# default Konstruktor



## SanLuca1988 (24. Okt 2010)

Hallo Java Gemeinde,

wir haben in der Schule nun mit der Java Programmierung begonnen und sind nun dabei einige Vokabeln zu lernen.

In der letzten Stunde hat unser Lehrer uns ein Beispiel gezeigt, das mit einem Standardkonstruktor arbeitet. Also, wenn ein Objekt erzeugt wird und man hat keinen Konstruktor selbst geschrieben in der Klasse, so wird ein Standardkonstruktor von Java selbst gesetzt. So hab ich das verstanden. 
Jetzt ist in der Hausaufgabe eine Frage:
Warum kann man in der Klasse „Test" im selben Paket
ein Objekt von der Klasse „Kunde“ erzeugen, obwohl die Klasse
„Test“ keinen Konstruktor hat. Welches Risiko entsteht dadurch?
Ich habe geantwortet: 

Die Klasse "Test" hat zwar keinen sichtbaren Konstruktor, wohl aber einen default-Konstruktor der nicht extra codiert werden muss, er wird automatisch ausgeführt. Der default-Konstruktor hat immer die gleiche Sichtbarkeit wie die Klasse. Ist also die Klasse z.B. public, wird auch der automatisch eingeführte Konstruktor public sein. Ist die Klasse in einem Paket sichtbar, so ist es auch der default-Konstruktor in dem Paket sichtbar. Eine Gefahr besteht darin, dass man zwar die Klasse z.B. in einem Paket durchaus sichtbar halten möchte, aber nicht den Konstruktor. Hier muss man dann einen Konstruktor selbst anlegen. 

Hab ich das Theman und damit die Frage so richtig beantwortet. Kann mir jemand helfen? 

Vielen lieben Dank,

Lukas


----------



## Tobias (24. Okt 2010)

klingt soweit vernünftig.


----------



## Semox (25. Okt 2010)

Hallo SanLuca1988

Gute Frage, die mich auch interessiert. Mir fällt kein primäres Sicherheitsrisiko ein, weil man sich in der Literatur wenig damit beschäftigt, sondern eher damit wofür die Konstruktoren gut sind und wie man sie gebraucht.

Mir fallen dafür einige sekundäre Probleme (nicht Risiken) ein, z.B. hat man dann keine Attribute, die das Objekt beschreiben und somit für den Programmierer ein großes Problem darstellen, wie man nun Informationen von einer an eine andere Klasse mittels eines Objekts überträgt.

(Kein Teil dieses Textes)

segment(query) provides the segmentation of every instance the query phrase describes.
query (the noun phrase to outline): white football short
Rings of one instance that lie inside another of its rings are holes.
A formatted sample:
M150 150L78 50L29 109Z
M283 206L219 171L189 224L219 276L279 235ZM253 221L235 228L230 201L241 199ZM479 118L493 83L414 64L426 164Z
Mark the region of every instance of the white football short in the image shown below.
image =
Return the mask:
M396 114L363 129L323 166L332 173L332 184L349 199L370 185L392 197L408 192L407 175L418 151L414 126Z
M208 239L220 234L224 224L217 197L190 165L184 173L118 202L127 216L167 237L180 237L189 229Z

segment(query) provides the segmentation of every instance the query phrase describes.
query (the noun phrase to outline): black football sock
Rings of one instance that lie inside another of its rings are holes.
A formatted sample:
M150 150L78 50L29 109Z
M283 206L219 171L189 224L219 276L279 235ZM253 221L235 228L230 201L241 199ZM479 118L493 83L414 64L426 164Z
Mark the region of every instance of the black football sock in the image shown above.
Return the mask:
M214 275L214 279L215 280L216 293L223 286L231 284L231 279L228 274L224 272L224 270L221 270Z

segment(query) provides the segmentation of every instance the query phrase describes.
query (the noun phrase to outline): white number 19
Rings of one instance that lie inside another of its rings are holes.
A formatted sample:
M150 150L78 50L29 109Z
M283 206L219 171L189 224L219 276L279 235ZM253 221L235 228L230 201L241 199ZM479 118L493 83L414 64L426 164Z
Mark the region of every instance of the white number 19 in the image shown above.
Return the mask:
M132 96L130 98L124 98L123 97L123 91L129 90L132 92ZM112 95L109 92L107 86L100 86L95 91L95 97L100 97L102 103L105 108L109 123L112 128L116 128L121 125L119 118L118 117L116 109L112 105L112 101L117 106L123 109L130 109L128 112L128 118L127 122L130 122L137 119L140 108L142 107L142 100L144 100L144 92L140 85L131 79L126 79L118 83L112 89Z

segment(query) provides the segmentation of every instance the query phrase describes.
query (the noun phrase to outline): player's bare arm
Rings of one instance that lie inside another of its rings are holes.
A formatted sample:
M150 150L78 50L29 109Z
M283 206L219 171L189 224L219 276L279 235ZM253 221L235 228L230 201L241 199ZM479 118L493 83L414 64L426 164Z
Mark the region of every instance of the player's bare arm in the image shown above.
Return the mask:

Oder eine andere Sache wäre es daß alle Methoden von einem parameterlosen omnipotenten Objekt innerhalb des Pakets aufgerufen und verwendet werden können. 

Jedenfalls ist es Kanon, daß jedes Objekt und damit auch sein Konstruktor für einen bzw. eine handvoll wenige, aber effiziente Zwecke geschaffen wird. Damit wird es für den Programmierer einfacher mit dem Objekt umzugehen und es innerhalb eines Programms zu verwalten.

Wie sehen das andere?

Gruß,
Semo


----------